Right on, cant go wrong with Woody Guthrie


----------



## maggot

Our tastes in music seem to be wildly different, but have you listened to Parquet Courts at all? Their album Wide Awake is one of my favorite releases to come out this year, they've got a really interesting rock-ish punk-ish new-wave-ish sound going on with some smart politics.. might be worth a listen for ya!


----------



## roughdraft

Coywolf said:


> -Fleetwood Mac (Stevie Nicks is the shit!)
> 
> -Black Sabbath
> 
> -Tool
> -System of a down
> 
> -Eminem (Best lyricist I've ever heard)
> 
> -Disturbed (way underrated)
> -Primus
> 
> -Limp Bizkit (Dont 'chu know I gotta chainsaw?)



awesome possum 

Tusk by FM is my jam

sabbath and tool i got into way late in life and am now hooked on both

much respect for citing Disturbed as underrated.
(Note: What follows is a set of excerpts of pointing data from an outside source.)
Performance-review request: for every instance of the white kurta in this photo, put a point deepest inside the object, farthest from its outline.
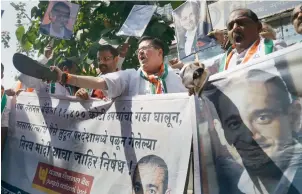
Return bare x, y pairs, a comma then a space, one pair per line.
6, 112
130, 83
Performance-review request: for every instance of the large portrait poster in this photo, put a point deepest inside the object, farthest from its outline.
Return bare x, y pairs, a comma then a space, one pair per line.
134, 145
192, 24
252, 134
59, 19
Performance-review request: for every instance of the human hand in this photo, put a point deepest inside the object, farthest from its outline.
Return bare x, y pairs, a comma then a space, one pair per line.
194, 77
10, 92
82, 93
58, 71
176, 64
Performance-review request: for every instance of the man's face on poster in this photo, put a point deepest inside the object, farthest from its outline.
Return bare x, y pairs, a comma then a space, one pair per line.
60, 15
148, 179
257, 125
188, 19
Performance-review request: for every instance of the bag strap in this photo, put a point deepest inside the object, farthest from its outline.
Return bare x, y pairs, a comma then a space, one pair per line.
268, 46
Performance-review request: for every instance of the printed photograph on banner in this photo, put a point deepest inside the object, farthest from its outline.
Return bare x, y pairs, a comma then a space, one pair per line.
255, 117
192, 24
137, 21
131, 146
59, 19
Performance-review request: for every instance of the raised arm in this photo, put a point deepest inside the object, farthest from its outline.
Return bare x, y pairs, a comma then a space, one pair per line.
113, 84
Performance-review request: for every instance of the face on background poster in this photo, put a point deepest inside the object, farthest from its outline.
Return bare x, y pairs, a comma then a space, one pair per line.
192, 24
258, 125
59, 19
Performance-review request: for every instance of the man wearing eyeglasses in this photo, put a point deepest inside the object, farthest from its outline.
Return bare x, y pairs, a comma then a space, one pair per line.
297, 19
109, 60
59, 16
153, 76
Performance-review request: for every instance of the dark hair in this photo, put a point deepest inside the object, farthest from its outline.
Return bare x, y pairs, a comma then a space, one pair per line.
60, 4
68, 63
157, 161
109, 48
157, 43
249, 13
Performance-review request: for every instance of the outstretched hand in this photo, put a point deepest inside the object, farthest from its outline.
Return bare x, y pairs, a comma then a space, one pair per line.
59, 72
82, 93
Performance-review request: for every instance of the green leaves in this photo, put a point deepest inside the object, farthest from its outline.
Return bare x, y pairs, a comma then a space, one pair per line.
20, 32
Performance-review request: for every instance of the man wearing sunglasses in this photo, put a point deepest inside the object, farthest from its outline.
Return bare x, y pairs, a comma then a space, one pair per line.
59, 17
153, 76
297, 19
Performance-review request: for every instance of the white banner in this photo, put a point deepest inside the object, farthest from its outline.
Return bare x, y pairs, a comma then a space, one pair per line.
134, 145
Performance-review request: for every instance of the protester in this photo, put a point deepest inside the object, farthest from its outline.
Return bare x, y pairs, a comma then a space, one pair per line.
153, 77
68, 66
296, 19
221, 37
59, 16
262, 131
108, 62
5, 111
268, 32
150, 176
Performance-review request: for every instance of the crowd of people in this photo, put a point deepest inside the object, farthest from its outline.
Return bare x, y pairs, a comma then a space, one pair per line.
246, 38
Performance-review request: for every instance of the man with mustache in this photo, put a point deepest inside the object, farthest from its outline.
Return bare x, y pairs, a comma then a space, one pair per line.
243, 29
297, 19
109, 61
153, 77
259, 119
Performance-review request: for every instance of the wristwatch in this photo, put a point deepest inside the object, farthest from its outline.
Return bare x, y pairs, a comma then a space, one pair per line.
64, 78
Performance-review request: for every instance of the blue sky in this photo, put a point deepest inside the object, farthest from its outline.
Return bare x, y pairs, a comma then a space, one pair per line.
8, 22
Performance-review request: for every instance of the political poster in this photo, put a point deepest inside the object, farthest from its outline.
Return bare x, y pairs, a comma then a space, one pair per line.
134, 145
137, 21
59, 19
192, 24
249, 133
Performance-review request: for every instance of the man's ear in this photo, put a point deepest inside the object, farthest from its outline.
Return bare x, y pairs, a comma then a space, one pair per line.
161, 52
260, 27
65, 68
295, 114
116, 59
168, 191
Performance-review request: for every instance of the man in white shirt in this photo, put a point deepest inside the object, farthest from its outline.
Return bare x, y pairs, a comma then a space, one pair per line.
243, 28
153, 77
109, 60
297, 19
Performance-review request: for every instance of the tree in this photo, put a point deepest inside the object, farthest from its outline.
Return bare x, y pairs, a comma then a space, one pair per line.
95, 20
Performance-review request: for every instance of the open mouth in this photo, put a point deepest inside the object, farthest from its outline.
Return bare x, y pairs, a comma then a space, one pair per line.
238, 38
142, 58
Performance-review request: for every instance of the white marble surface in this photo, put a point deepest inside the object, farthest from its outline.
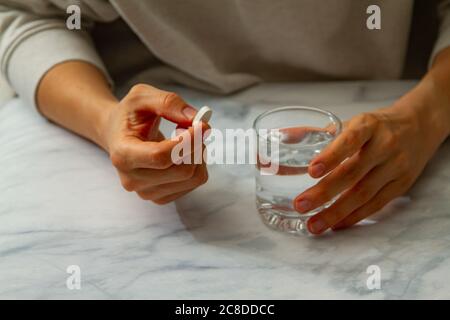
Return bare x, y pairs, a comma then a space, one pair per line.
61, 204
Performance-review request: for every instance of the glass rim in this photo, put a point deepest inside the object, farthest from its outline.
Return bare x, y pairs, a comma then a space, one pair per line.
330, 115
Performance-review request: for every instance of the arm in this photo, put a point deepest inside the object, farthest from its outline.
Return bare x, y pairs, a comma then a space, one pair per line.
59, 72
77, 96
387, 150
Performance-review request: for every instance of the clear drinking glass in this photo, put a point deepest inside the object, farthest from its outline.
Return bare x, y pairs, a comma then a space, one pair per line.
288, 138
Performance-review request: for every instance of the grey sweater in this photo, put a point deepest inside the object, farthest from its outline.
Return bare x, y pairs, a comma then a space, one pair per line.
215, 45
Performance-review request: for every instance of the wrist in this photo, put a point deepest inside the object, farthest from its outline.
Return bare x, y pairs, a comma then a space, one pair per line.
429, 106
102, 124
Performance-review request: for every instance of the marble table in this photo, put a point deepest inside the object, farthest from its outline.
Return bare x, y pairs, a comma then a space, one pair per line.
61, 204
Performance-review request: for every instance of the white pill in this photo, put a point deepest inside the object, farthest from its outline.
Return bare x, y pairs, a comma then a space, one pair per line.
203, 115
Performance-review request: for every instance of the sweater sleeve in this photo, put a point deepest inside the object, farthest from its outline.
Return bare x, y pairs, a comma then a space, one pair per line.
443, 39
32, 43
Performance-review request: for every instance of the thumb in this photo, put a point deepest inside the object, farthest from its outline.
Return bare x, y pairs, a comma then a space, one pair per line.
165, 104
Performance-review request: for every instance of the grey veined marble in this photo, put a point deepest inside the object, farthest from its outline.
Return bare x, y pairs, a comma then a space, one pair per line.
61, 204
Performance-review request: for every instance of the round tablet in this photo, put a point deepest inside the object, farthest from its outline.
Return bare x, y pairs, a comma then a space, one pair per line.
203, 115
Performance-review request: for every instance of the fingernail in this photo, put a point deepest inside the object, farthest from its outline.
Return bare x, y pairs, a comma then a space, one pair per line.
338, 227
189, 112
316, 226
303, 206
318, 169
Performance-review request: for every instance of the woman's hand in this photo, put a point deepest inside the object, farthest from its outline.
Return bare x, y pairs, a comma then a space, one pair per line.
376, 158
140, 153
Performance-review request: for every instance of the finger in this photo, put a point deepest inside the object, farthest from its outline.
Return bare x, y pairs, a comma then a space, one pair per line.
200, 177
383, 197
140, 179
350, 200
134, 153
162, 103
359, 130
344, 176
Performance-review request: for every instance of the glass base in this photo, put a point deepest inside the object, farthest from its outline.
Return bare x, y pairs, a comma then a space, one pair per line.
286, 223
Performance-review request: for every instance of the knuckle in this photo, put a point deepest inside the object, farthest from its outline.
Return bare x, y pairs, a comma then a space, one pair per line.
118, 159
161, 159
128, 184
391, 141
403, 162
169, 99
161, 202
351, 137
368, 119
148, 195
349, 172
140, 88
322, 193
202, 177
362, 192
187, 172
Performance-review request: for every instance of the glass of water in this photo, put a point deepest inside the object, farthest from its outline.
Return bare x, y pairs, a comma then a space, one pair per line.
288, 138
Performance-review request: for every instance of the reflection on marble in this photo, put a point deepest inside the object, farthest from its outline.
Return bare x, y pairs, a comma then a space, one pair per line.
61, 204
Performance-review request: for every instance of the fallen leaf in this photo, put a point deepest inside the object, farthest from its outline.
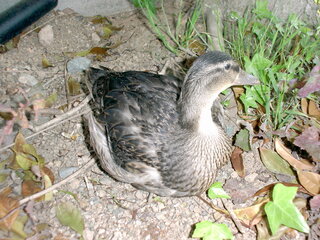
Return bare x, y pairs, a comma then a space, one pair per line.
309, 140
253, 214
69, 215
99, 51
275, 163
7, 204
30, 187
310, 181
212, 231
237, 161
304, 105
18, 226
282, 211
99, 20
285, 154
47, 183
315, 202
269, 187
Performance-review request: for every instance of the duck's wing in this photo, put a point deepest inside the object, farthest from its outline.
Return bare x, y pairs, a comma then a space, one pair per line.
137, 110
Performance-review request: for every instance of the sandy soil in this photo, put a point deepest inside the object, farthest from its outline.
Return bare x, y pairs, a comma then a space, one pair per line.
111, 210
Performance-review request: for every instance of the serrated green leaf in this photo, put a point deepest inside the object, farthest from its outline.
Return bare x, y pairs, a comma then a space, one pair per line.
24, 162
212, 231
216, 191
275, 163
69, 215
29, 149
281, 210
243, 140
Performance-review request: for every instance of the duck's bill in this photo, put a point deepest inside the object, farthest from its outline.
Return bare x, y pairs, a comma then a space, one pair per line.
246, 79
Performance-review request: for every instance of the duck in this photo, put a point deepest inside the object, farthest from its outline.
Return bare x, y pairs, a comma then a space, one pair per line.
156, 132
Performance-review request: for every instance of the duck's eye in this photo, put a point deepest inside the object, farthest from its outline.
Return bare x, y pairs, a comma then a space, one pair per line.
227, 66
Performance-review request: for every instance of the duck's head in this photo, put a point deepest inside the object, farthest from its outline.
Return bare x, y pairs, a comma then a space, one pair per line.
214, 72
209, 75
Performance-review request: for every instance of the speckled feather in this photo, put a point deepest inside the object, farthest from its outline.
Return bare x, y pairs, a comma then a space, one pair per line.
156, 132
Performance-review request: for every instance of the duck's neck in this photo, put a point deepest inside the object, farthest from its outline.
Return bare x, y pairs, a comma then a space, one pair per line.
196, 115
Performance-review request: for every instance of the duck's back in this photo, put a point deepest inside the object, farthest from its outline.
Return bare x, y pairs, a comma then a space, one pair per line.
138, 111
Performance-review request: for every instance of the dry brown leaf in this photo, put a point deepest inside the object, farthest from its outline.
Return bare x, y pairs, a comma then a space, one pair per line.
313, 109
270, 187
48, 172
7, 204
310, 181
304, 105
30, 187
98, 51
237, 161
285, 154
253, 214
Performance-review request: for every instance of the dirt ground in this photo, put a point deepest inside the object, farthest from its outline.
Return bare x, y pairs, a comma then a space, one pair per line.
111, 210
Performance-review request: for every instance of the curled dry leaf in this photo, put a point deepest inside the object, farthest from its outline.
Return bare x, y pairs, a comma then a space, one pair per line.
313, 110
285, 154
269, 187
310, 181
237, 161
7, 204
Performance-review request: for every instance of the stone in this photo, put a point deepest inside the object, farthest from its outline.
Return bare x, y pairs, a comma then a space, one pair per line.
28, 79
46, 36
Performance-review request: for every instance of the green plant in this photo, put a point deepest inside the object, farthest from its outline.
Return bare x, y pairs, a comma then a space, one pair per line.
276, 52
176, 37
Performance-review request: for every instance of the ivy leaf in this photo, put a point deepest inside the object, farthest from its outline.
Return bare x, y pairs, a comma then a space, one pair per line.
69, 215
212, 231
243, 140
216, 191
281, 210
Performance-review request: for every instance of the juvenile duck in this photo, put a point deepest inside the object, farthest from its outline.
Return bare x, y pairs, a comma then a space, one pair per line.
156, 132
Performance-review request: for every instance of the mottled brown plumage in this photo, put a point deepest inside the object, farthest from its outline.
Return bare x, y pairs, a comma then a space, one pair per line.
156, 132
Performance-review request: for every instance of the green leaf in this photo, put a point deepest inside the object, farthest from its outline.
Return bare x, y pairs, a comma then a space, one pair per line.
212, 231
216, 191
281, 210
243, 140
69, 215
275, 163
24, 162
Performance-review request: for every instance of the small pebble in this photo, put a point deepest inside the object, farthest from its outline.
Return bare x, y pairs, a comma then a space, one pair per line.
65, 172
95, 37
28, 79
78, 65
251, 177
46, 36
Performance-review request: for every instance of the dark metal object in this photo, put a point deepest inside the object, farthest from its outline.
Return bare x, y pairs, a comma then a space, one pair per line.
21, 15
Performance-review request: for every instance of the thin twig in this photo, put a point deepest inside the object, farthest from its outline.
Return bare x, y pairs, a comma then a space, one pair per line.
63, 116
73, 113
59, 184
233, 216
53, 187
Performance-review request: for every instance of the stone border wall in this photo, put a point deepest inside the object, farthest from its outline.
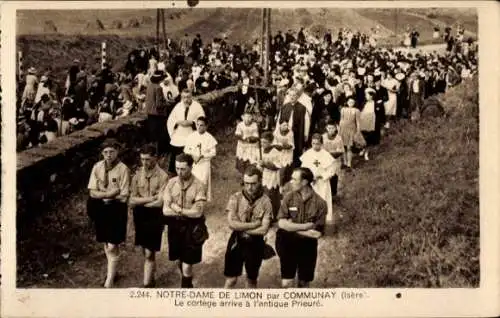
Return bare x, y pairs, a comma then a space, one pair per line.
62, 166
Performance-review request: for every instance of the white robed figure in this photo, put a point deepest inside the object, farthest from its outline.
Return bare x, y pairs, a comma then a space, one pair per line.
392, 86
201, 145
322, 166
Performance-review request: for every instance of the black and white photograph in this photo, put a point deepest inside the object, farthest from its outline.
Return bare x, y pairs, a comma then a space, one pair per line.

Stupify is my favorite track 

Bizkit, Rearranged

i really just wanted to say i am also an eminem stan

if you havent heard his album Infinite please look it up for your own sake. its before the Slim Shady LP and its a treasure

also Big L lifestyles of the poor and dangerous 

best track aside from that album is called Causalities of a Dice Game...you will lose your lyrical nut to that one trust me

hes the only one
who could've (RIP) competed with Em in my opinion


----------



## roughdraft

one Big L verse off iirc.

TRIGGER WARNING...TRASHY PERSON CONTENT...

-----
----
---

the big L be lightin n****s like incense
gettin men lynched to win tits
I'm killin infants for ten cents;
cause I'm a street genius
with a unique penis
got fly chicks. on my dick.
that don't even speak English
I'm makin ducks sit, much tears (?)
i buck q****s, i dont have it all upstairs
but who the fuck cares?
I'm grabbin brews takin fast swiggas
i get cash and stash figures and harrass them bitch ass n****s
..... you gonna get scarred next
and if yr squad flex - I'm lettin off
like Bernard Yeats.
a tech9 is my utensil
fillin-n****s-with-so-much-lead
they could use they dick
for a pencil
I'm known for snatchin purses
and bombin churches;
i get more pussy by accident
than most n****s get on purpose.
i got drug spots from New York to Canada
cause Big L be fuckin with more keys (kis) than a janitor


i mean anyone can feel their feelings about the content but that man could absolutely rap his face off

most of his verses border on being tongue twisters and even though some of his tracks were very non-PC, some were (search for Street Struck) and he had hardhitting amusing bars said with much...authenticity is not the word I'm looking for....edit: conviction!


----------



## Jake Pemberton

Second on Dylan. Was raised on Dylan, have seen him twice and will continue to listen to him until I'm dead. As far as lyricists go, look into Townes Van Zandt and Jason Isbell. Both fall into the Americana realm.


----------



## roughdraft




----------



## roughdraft

Dylan is a hero man.. Visions of Johanna, Desolation Row....these are nothing short of masterpieces


----------